As expected, Rust proved to be an excellent fit for systems programming, especially when dealing with compression and memory management:

  • Existing Ecosystem - Serde and lz_flex4 crates made it far simpler than starting from scratch.
  • Clear Error Handling: One of the standout features was Rust’s explicit error handling, which helped in debugging. Being able to catch errors early and manage them with Result and Option types made the development flow smoother.
  • Explicit Data Types: The explicit nature of Rust’s primitive types, like u8 and u64, was invaluable when working with binary files and offsets. These clear, well-defined types made my code more predictable and easier to maintain, especially when translating low-level C code.

Rust’s approach to these fundamental issues was a breath of fresh air and made the implementation much more robust.


Unexpected Lessons Learned

Beyond the technical challenges specific to porting a compression library, this project revealed some general programming lessons:

  • Compression Algorithms Comparison: While working with c-blosc2, I compared it to other popular compression algorithms like zstd and zlib. This comparison gave me a deeper understanding of the strengths and trade-offs of each, helping me appreciate the nuances of choosing the right tool for the job.
  • Existence of Architecture Specific C codes - I had not realize that C code dedicated to SIMD (single instruction, multiple data) needs to be architecture specific. However I also learned that Rust aims to deliver a tool that is architecture agnostic - portable-simd.
  • Linux Kernel Features: I also gained insights into the role that Linux kernel versions play in system performance, particularly features like io_uring, which is crucial for asynchronous I/O in performance-driven projects. This knowledge was further enriched by exploring projects like DataDog's glommio crate, which leverages these features for efficiency.
  • Resource Constraints: Finally, I had to rethink my approach to system resources. In application development, it's easy to take resources for granted, but this project pushed me to be more mindful of memory usage, disk I/O, and computational limits. This has given me a more holistic view of how software interacts with hardware.

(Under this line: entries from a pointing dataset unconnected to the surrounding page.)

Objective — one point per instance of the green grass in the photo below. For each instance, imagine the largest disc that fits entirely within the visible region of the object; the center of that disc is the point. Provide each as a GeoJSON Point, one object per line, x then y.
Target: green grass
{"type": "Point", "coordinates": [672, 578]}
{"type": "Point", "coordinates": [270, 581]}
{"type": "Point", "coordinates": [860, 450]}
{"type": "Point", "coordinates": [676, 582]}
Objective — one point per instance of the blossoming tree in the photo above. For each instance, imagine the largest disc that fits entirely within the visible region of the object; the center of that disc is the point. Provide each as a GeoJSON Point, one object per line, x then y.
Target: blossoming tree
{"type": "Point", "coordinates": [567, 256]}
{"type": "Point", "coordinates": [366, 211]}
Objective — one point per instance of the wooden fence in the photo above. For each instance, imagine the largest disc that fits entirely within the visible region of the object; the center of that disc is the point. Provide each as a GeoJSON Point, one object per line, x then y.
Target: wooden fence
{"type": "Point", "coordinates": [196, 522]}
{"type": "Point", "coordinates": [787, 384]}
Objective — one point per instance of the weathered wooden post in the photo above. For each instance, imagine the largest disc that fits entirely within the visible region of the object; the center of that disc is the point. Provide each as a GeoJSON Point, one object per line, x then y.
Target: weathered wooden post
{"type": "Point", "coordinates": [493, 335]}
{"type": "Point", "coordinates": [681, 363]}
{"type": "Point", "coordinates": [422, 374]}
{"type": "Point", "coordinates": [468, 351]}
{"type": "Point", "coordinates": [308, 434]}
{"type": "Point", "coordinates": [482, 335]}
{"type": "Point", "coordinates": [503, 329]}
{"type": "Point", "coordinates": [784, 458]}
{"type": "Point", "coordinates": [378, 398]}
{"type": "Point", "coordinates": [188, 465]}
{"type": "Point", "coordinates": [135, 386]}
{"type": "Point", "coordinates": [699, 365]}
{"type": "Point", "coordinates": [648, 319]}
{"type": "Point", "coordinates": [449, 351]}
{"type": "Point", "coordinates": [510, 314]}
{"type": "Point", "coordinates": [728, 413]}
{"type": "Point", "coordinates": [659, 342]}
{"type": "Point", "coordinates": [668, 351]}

These lessons extended far beyond the specifics of file compression and broadened my understanding of systems programming as a whole.


Future Work and Conclusions

This project has sparked new interest in low-level Rust programming, and I’m eager to continue exploring this domain:

  • Networking and Low-Level Systems: Given the parallels between data structures in networking (e.g., headers and blobs) and filesystems, I plan to look into networking applications using Rust. This will likely involve parsing network packets and handling raw TCP/UDP data.
  • Increased Comfort with Binary Parsing: I now feel much more comfortable with parsing binary files and working with custom encodings, headers, and flags. This experience has been invaluable for developing an approach to handling complex data formats.
  • Looking Forward: Overall, the project has enhanced my understanding of both Rust and systems programming. I look forward to taking on more challenging projects, refining my skills, and exploring further into the world of low-level software development.

This experience has opened up new opportunities for growth, and I’m excited to see where it takes me next.